Louis Barlet, Chantal Guillermain
Le Beau Christ en Actes

« Lire la Bible » n° 171, Le Cerf, Paris, 2011, 272 p., 22 €.

Le précédent livre de ces deux biblistes avait été remarqué (Le Beau Christ de Luc, 2007 voir C.E. n° 140, p. 72). L. Barlet, prêtre de Mende, et C. Guillermain, du Centre jésuite de La Baume-lès-Aix, en offrent un second.
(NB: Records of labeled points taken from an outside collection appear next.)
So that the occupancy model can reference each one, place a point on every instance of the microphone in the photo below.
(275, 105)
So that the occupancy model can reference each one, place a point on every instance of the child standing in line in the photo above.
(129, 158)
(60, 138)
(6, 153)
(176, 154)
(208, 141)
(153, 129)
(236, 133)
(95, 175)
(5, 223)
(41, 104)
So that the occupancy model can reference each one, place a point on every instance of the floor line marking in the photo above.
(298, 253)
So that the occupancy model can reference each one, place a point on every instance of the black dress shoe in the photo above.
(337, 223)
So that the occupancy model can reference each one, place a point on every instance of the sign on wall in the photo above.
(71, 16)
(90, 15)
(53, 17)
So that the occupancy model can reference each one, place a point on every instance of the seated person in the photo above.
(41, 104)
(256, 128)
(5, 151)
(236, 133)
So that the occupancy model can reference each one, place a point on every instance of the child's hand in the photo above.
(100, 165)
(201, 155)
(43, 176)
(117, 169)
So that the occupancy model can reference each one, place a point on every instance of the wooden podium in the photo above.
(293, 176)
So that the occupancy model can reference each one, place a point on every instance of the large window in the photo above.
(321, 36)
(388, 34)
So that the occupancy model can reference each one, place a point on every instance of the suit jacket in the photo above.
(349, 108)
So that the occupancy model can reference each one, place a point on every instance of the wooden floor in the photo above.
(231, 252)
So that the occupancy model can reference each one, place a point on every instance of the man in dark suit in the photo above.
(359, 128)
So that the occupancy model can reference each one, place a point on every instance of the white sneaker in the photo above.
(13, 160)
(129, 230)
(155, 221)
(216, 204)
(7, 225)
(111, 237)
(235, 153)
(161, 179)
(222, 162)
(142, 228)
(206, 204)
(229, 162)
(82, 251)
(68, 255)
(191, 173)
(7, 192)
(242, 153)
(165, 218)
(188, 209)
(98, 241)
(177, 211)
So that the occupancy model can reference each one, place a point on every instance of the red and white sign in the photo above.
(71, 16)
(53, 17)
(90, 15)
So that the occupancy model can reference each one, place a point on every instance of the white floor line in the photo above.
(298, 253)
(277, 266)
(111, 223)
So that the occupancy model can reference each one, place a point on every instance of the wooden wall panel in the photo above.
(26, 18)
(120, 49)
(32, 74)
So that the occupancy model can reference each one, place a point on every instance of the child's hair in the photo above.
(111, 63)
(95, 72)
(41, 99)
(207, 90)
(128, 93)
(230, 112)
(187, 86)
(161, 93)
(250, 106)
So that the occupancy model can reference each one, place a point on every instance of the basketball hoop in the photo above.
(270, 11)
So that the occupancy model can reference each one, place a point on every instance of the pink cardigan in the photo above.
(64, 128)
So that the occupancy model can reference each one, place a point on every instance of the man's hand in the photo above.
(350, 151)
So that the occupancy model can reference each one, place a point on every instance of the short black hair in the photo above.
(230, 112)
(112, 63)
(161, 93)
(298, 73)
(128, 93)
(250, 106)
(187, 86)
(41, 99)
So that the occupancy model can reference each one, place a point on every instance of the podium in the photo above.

La lecture en est savoureuse et nourrissante. Le style en est délié et vif, la disposition conduit très agréablement le lecteur à travers les méandres des Actes des apôtres, de découverte en découverte – et le mot n’est pas trop fort.

Christian Salenson, de l’Institut catholique de la Méditerranée (Marseille), l’indique dans sa préface, la thèse de cette lecture des Actes est simple, claire et convaincante : Jésus ressuscité a désormais le visage et le corps de ses disciples. Le titre de l’ouvrage s’entend alors de manière très heureuse : dans son second livre, Luc invite à contempler la beauté du Christ à l’œuvre, « le bel agir du Christ », en regardant tout simplement les hommes et les femmes en qui se manifeste la puissance de la Résurrection, la « présence de Jésus en la personne de ses témoins, alors même qu’il n’est pas visible et que sa présence n’est pas mentionnée » (p. 29). Bien évidemment, la conversion de Paul donne la clef fondamentale.

Mais l’ouvrage commence par une lecture de l’Ascension, comme porche ouvrant tout le livre des Actes, non sans faire le lien avec l’évangile. Trois parties construisent le parcours proposé, à chaque fois une traversée de l’ensemble du livre, selon trois points de vue : Jésus Ressuscité est ici… Grâce de Dieu pour tous les hommes… Afin de les ressusciter tous. Comme il ne s’agit pas d’un commentaire linéaire des Actes, tous les passages ne sont pas lus, mais une grande part. Les moments majeurs font l’objet d’une attention particulière, et l’ensemble des genres est pris en compte : récits de commencement (Pentecôte, Étienne, l’appel de Paul…), récits d’évangélisation (Philippe, Pierre chez Corneille, Paul à Athènes et à Rome), récits de miracles, et discours (à Antioche, à Éphèse, et les apologies de la fin des Actes).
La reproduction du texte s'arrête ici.